Que Nations and Nationalism ait prisé l’œuvre de Gaudreault ne surprend pas. Le politologue canadien Eric P. Kaufmann, que Gilbert Tremblay qualifie de « grand spécialiste de la démographie politique », en est coéditeur. Il a signé l’an dernier Whiteshift: Populism, Immigration, and the Future of White Majorities (Abrams Books, 2019). Selon Gilbert Tremblay, Kaufmann soutient dans ce « livre important » que « l’opposition à l’immigration et la montée de la droite populiste [sont directement liées] à la vitesse du déclin de la majorité ethnique d’un pays ». Ethnique, dites-vous ? « White » désigne clairement une race. Tout pour se faire remarquer, quoi, fût-ce au prix de titiller le suprémacisme blanc.

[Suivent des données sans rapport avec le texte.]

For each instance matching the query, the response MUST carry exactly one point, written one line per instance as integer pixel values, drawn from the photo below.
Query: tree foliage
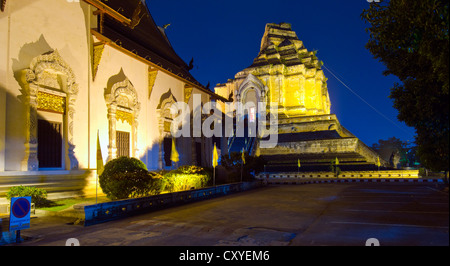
(411, 39)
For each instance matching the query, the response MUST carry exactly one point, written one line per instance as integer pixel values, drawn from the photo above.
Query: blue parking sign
(19, 217)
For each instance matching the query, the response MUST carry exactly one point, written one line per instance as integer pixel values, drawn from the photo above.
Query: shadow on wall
(184, 149)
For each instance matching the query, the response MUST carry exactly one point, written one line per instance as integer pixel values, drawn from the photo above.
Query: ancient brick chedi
(286, 73)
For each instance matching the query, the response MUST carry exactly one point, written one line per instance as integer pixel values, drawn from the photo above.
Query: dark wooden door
(123, 143)
(49, 144)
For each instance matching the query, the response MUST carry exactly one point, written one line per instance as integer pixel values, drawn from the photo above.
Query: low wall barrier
(399, 176)
(103, 212)
(347, 174)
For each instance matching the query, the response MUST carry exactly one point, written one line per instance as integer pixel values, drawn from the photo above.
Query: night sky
(224, 37)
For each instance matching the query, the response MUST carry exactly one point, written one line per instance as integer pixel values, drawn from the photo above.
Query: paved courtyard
(276, 215)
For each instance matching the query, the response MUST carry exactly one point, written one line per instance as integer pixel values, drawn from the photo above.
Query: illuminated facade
(287, 74)
(70, 69)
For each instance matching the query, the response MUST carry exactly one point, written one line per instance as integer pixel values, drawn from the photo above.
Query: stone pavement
(277, 215)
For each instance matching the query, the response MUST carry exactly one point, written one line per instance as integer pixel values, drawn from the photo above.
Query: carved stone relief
(122, 103)
(48, 70)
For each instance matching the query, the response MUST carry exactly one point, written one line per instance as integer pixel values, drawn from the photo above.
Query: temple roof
(280, 45)
(141, 36)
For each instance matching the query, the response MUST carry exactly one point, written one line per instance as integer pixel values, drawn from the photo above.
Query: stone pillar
(71, 160)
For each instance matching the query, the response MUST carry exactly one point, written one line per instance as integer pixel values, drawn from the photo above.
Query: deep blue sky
(224, 37)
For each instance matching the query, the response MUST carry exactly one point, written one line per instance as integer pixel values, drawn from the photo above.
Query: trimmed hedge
(126, 177)
(38, 195)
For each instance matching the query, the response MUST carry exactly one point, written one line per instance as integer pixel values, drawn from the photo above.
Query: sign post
(19, 217)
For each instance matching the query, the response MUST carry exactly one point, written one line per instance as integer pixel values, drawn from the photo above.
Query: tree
(411, 39)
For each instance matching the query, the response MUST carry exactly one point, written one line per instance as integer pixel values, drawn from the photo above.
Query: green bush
(125, 177)
(185, 178)
(38, 195)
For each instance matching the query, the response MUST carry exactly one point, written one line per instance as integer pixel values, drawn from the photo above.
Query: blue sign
(19, 217)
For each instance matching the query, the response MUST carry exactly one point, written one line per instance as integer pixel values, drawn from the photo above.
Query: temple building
(285, 74)
(72, 70)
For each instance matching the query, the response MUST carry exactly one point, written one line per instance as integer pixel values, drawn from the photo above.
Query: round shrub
(38, 195)
(125, 177)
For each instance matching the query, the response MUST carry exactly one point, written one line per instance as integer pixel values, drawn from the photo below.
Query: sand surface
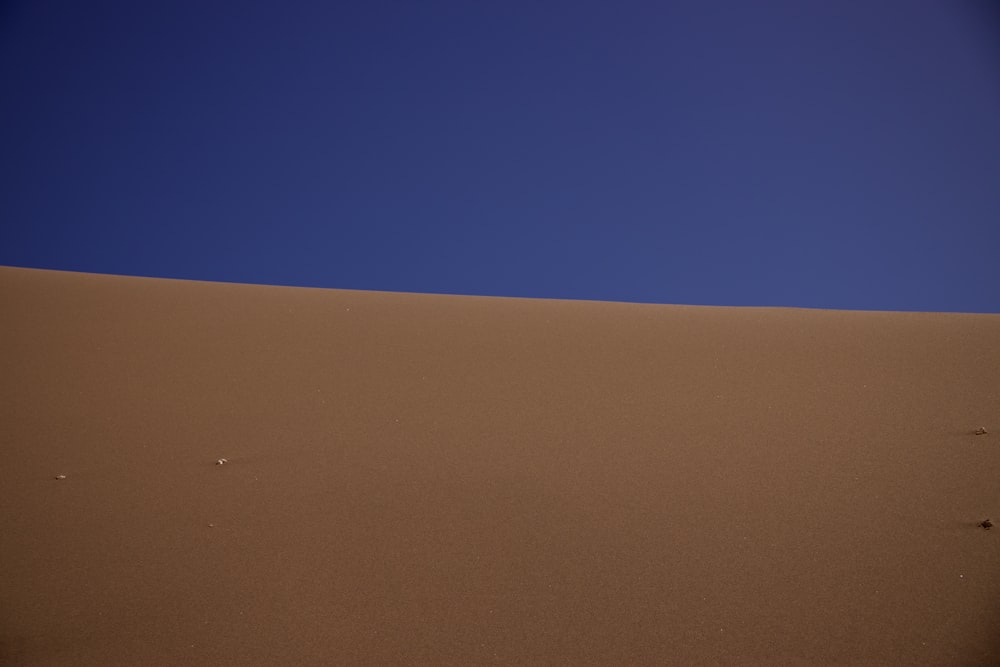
(443, 480)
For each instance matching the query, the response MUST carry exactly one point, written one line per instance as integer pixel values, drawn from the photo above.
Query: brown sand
(442, 480)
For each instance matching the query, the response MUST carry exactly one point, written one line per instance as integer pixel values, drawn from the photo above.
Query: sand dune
(443, 480)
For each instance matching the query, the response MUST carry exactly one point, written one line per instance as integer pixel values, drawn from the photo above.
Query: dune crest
(205, 474)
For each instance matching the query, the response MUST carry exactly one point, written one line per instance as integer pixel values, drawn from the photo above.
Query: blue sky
(782, 152)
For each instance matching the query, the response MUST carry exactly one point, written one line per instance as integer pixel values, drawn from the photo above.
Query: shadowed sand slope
(443, 480)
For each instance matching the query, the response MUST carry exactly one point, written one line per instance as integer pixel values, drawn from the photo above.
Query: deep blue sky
(785, 152)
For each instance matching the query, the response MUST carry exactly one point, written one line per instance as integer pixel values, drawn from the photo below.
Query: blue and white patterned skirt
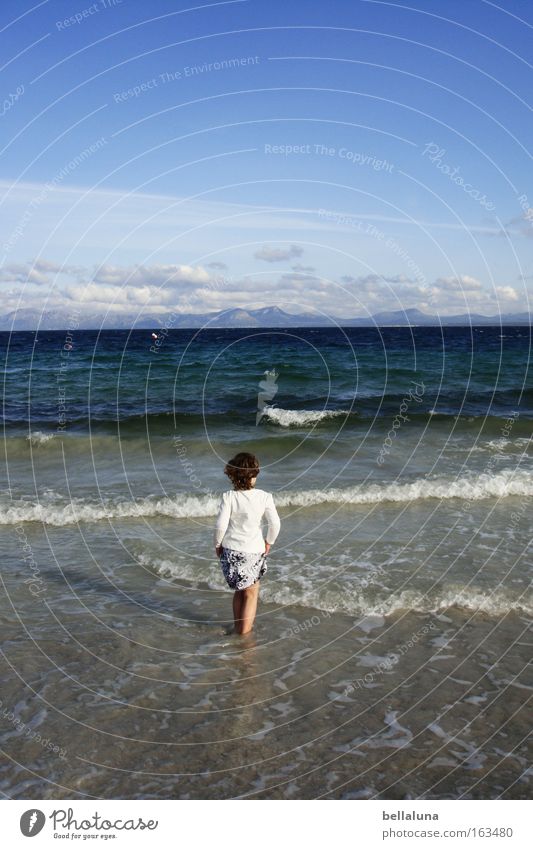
(242, 568)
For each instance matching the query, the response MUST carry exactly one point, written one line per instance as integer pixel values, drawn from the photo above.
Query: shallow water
(391, 657)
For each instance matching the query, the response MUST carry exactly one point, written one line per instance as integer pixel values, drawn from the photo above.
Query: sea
(391, 657)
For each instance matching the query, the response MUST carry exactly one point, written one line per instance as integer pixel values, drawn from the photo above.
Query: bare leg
(248, 609)
(237, 609)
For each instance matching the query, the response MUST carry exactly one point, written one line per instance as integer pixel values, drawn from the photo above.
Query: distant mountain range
(29, 319)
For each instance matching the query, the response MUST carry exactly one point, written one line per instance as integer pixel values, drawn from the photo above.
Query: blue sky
(346, 157)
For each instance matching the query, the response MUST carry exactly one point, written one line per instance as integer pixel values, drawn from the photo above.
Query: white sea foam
(37, 437)
(366, 604)
(468, 488)
(298, 418)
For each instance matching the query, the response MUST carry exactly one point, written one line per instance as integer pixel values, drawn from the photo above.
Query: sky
(343, 158)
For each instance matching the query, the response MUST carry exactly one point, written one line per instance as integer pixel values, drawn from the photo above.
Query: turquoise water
(401, 464)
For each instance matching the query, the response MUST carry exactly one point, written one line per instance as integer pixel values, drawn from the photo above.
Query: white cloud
(463, 283)
(507, 293)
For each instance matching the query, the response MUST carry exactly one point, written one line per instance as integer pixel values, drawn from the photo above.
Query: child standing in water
(239, 541)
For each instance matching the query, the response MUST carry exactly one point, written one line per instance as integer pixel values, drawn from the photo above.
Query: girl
(239, 540)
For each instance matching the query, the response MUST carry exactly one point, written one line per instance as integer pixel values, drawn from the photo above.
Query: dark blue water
(99, 379)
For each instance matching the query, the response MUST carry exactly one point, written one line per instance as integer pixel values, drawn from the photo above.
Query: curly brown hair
(241, 469)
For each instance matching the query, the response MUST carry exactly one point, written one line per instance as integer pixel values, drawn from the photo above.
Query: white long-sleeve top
(240, 516)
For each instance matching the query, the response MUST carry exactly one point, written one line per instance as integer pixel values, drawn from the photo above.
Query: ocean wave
(499, 602)
(37, 437)
(299, 418)
(467, 488)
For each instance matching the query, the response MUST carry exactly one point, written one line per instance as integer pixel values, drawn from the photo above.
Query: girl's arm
(224, 512)
(273, 521)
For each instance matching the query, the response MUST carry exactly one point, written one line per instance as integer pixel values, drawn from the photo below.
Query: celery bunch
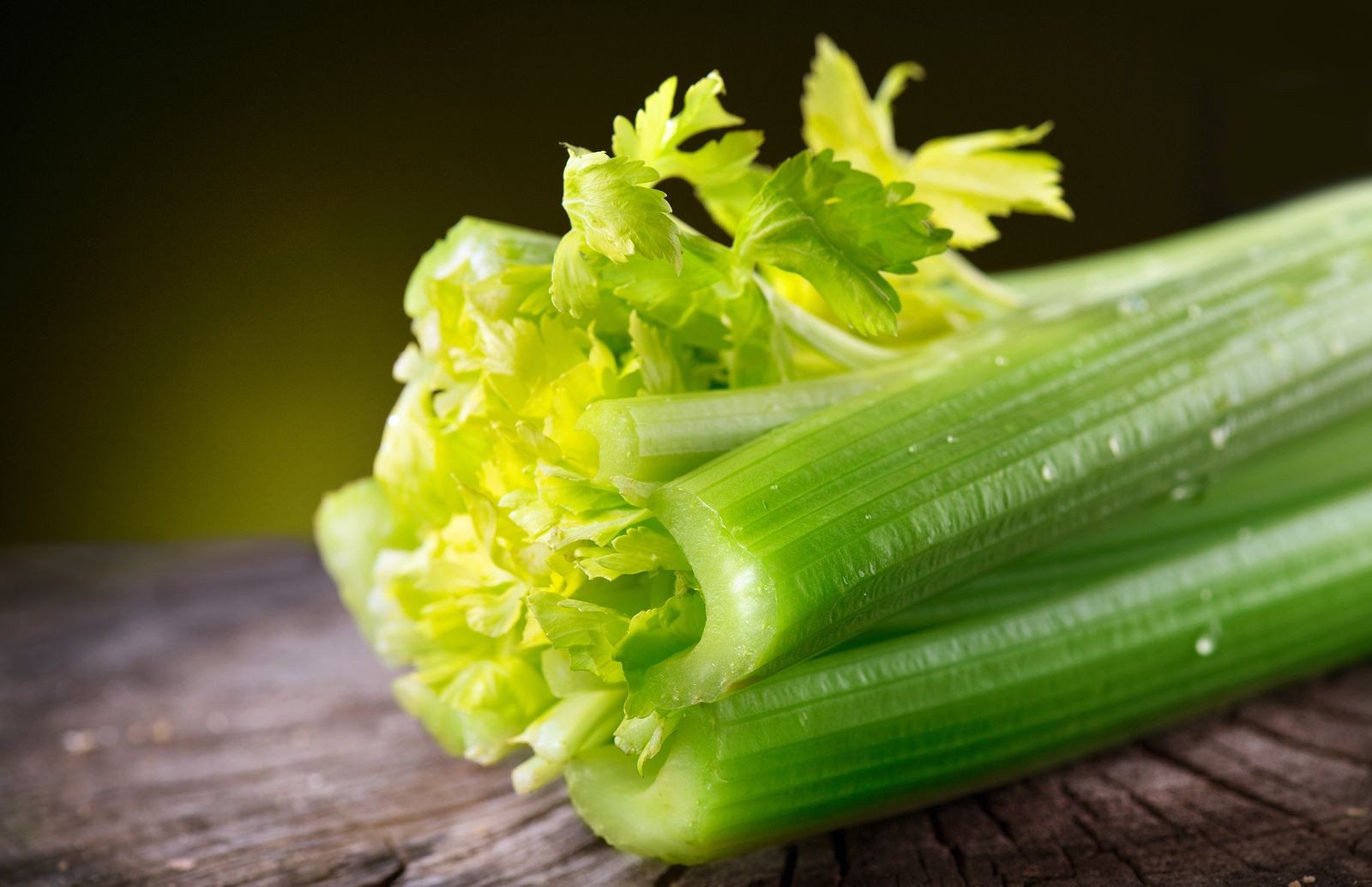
(635, 471)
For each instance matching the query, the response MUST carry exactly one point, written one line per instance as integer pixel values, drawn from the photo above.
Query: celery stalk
(1293, 475)
(660, 437)
(980, 701)
(1031, 429)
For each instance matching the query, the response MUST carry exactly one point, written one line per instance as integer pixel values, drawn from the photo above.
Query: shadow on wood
(205, 715)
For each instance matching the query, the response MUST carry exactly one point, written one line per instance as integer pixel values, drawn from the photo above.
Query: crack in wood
(264, 646)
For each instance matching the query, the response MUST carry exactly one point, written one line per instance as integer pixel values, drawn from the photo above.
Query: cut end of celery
(656, 814)
(740, 612)
(617, 436)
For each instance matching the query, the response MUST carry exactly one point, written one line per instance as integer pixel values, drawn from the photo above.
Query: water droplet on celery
(1132, 305)
(1220, 434)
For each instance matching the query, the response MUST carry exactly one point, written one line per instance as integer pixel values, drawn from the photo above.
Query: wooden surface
(205, 715)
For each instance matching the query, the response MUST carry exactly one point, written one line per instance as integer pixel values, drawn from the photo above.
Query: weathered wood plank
(205, 715)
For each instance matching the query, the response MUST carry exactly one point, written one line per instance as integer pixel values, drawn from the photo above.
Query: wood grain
(205, 715)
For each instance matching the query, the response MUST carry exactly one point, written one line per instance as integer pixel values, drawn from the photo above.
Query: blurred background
(213, 212)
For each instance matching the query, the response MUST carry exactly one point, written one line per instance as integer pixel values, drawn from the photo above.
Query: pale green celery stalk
(1120, 272)
(1033, 427)
(1291, 475)
(910, 721)
(658, 438)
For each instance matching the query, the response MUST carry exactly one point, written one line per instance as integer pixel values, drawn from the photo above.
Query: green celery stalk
(978, 701)
(1031, 427)
(1293, 475)
(662, 437)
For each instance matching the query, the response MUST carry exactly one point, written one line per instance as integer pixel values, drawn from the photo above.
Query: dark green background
(212, 216)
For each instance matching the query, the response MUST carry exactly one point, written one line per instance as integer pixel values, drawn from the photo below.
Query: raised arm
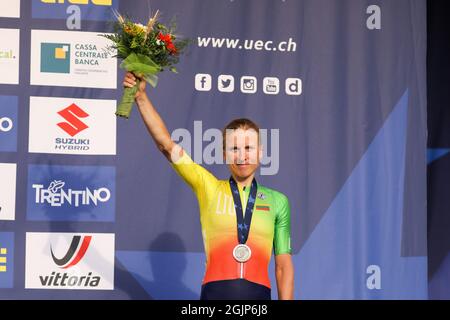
(155, 125)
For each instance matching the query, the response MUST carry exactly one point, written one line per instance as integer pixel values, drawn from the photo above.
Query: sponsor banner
(72, 126)
(69, 261)
(8, 123)
(7, 191)
(6, 259)
(72, 59)
(9, 56)
(10, 9)
(71, 193)
(97, 10)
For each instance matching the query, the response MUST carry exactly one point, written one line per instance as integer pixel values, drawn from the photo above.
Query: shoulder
(274, 195)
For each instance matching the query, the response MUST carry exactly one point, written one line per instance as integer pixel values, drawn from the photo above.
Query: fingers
(129, 80)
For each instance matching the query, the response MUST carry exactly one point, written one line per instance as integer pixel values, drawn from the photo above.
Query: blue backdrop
(340, 88)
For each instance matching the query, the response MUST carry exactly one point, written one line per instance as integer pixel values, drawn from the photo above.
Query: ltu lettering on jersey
(212, 153)
(56, 196)
(94, 2)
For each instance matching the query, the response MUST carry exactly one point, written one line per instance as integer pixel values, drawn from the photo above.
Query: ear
(260, 152)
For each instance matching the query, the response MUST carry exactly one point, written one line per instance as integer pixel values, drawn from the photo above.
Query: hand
(130, 81)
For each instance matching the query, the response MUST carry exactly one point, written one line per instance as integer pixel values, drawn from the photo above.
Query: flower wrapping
(146, 51)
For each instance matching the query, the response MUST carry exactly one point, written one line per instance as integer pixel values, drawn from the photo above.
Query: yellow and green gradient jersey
(270, 226)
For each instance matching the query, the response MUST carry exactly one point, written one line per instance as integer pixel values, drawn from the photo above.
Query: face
(242, 152)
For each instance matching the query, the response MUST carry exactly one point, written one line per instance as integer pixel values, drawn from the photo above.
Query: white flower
(141, 26)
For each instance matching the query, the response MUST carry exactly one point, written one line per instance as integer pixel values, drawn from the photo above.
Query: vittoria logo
(74, 254)
(69, 261)
(72, 115)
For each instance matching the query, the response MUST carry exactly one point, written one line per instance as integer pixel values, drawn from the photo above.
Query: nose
(242, 156)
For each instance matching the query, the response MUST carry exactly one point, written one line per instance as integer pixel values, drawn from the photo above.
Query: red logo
(75, 252)
(72, 114)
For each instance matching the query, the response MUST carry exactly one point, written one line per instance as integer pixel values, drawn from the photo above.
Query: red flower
(167, 39)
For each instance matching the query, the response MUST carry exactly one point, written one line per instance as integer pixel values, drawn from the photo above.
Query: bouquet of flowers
(146, 50)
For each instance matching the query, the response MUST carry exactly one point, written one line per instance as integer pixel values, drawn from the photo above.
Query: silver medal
(242, 253)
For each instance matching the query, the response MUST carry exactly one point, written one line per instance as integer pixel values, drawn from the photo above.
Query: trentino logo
(72, 115)
(56, 196)
(55, 57)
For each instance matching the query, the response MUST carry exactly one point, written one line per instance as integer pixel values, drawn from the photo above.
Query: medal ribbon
(243, 223)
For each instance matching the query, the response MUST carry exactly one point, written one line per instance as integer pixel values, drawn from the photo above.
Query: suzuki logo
(72, 114)
(5, 124)
(75, 252)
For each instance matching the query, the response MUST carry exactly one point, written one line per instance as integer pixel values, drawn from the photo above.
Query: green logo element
(55, 57)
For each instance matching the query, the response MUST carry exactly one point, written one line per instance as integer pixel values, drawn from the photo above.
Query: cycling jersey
(270, 225)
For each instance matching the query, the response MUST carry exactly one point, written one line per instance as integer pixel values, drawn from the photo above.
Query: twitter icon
(225, 83)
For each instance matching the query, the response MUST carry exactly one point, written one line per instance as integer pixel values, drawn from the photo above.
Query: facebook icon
(203, 82)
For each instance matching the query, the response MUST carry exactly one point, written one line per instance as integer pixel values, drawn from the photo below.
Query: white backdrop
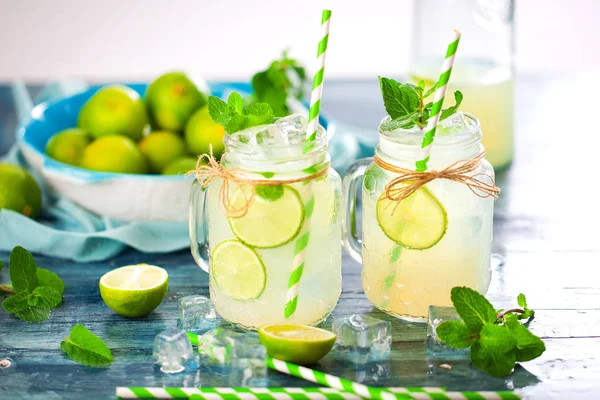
(138, 39)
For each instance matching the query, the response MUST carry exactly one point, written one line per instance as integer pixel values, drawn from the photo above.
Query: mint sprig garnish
(406, 104)
(235, 117)
(283, 79)
(35, 290)
(497, 339)
(83, 347)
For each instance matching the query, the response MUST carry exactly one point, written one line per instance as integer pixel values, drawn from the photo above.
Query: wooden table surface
(545, 243)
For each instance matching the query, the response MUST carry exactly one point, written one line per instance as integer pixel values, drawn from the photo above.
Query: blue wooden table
(545, 242)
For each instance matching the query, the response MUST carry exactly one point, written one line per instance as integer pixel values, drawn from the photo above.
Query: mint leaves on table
(497, 339)
(406, 106)
(235, 117)
(35, 290)
(283, 79)
(83, 347)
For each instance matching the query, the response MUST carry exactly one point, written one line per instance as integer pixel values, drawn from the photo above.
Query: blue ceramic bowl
(124, 196)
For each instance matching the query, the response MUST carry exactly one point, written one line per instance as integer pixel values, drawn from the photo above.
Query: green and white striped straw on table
(311, 132)
(438, 101)
(234, 393)
(374, 393)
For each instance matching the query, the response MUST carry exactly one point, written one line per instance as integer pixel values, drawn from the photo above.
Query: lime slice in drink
(298, 344)
(238, 271)
(417, 222)
(274, 218)
(134, 290)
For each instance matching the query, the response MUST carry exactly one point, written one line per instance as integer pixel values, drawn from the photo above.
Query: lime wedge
(134, 290)
(417, 222)
(238, 271)
(298, 344)
(274, 218)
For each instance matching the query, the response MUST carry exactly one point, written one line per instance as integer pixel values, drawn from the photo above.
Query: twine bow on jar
(209, 169)
(410, 181)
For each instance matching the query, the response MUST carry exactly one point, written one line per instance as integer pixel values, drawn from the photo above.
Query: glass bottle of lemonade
(484, 68)
(283, 195)
(416, 249)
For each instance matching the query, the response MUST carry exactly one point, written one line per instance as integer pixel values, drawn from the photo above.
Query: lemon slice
(298, 344)
(274, 218)
(134, 290)
(417, 222)
(238, 271)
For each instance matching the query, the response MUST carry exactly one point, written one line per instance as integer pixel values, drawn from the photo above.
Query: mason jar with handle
(265, 225)
(422, 233)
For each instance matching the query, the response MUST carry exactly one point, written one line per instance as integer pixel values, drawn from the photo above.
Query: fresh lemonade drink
(489, 92)
(405, 281)
(251, 254)
(416, 247)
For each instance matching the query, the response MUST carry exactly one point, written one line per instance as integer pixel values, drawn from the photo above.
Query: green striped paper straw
(438, 100)
(234, 393)
(311, 131)
(369, 392)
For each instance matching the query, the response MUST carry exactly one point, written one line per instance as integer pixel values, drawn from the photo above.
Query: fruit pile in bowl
(122, 151)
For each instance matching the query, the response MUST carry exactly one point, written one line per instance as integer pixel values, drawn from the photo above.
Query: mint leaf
(269, 193)
(19, 305)
(451, 110)
(474, 309)
(44, 297)
(399, 99)
(235, 103)
(258, 114)
(267, 175)
(529, 346)
(85, 348)
(455, 334)
(219, 110)
(22, 270)
(495, 351)
(405, 122)
(16, 303)
(45, 277)
(282, 80)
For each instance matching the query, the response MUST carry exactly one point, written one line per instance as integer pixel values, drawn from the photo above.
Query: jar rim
(471, 134)
(320, 144)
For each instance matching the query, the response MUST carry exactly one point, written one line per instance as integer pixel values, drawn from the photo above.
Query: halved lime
(238, 270)
(298, 344)
(274, 218)
(134, 290)
(417, 222)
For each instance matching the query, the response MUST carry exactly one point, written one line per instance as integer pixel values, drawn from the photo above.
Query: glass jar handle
(352, 242)
(198, 225)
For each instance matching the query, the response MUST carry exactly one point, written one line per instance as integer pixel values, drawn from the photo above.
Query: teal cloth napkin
(66, 230)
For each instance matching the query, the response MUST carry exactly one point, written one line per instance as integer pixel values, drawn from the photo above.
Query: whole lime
(201, 131)
(67, 146)
(19, 191)
(114, 154)
(114, 110)
(161, 148)
(180, 166)
(171, 100)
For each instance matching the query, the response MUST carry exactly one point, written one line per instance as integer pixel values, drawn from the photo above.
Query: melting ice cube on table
(196, 314)
(292, 128)
(362, 339)
(241, 352)
(173, 351)
(435, 347)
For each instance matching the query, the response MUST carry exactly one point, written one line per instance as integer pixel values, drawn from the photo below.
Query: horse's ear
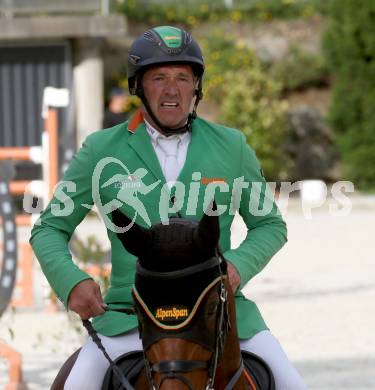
(135, 240)
(208, 230)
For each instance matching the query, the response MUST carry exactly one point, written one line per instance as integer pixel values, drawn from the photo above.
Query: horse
(186, 314)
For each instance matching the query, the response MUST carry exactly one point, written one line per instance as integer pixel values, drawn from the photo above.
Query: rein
(173, 369)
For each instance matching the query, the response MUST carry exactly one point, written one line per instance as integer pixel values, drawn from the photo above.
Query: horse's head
(181, 297)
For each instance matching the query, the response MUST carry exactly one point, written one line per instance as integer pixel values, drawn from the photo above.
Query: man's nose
(171, 87)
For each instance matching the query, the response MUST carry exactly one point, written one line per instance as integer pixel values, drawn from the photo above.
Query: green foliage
(191, 12)
(253, 105)
(349, 44)
(248, 99)
(222, 54)
(300, 69)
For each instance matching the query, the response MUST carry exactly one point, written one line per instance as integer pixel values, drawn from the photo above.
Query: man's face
(169, 89)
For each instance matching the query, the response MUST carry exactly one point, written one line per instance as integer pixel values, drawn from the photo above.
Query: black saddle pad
(131, 365)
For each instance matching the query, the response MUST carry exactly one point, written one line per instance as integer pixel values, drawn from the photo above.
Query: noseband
(152, 329)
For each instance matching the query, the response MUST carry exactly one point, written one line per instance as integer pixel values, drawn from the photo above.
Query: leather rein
(174, 369)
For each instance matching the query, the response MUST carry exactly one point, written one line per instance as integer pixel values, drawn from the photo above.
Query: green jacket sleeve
(51, 233)
(267, 231)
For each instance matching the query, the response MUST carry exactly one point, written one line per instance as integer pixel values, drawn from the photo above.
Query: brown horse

Dans le dossier « Langue et démographie : Avis de tempête » de L’Action nationale de mars 2020, Gaudreault reprend l’essentiel de son étude sous le titre « L’impact de l’immigration de masse sur le poids de l’ethnie canadienne-française au Québec », bonifié de quelques pages supplémentaires touchant « Le recensement et les statistiques sur les citoyens de langue française au Canada ». Il y répète que les dernières données de recensement valables sur l’origine ethnique remontent à 1971 et accuse Statistique Canada sept fois (!) plutôt qu’une de ne pas avoir recueilli de données valables sur la langue depuis le même recensement, ce qui est proprement délirant. Il se permet même quelques remarques gentiment racistes visant Navdeep Bains et Anil Arora, respectivement Ministre responsable et Statisticien en chef de Statistique Canada, tous deux d’ascendance indienne.

Un discours aussi mensonger que malsain. Que voilà un beau « regard froidement objectif » !

Rappelons que c’est nul autre que Jean Chrétien, un p’tit gars de Shawinigan, qui a approuvé l’ajout de « Canadian/canadienne » à la liste de réponses proposées à la question sur l’origine ethnique, ce qui a eu pour effet de saboter l’information sur la population d’ascendance française à partir du recensement de 1996. Son ministre des Affaires intergouvernementales Stéphane Dion s’est dit par la suite enchanté que plusieurs millions de Canadiens se soient subséquemment déclarés d’origine « canadienne » plutôt que française.

C’est d’ailleurs en fonction de la langue, et non de l’origine, qu’on juge du degré de maintien du caractère français du Québec ou de l’appui éventuel à l’indépendance. Le poids de la population québécoise parlant le français comme langue principale à la maison est d’abord passé de 80,8 % en 1971 à près de 83 % en 1991, puis est revenu à 80,6 % en 2016. Dans cette optique, même si la tendance à la baisse est devenue très rapide depuis 2001, tout ne serait pas encore perdu.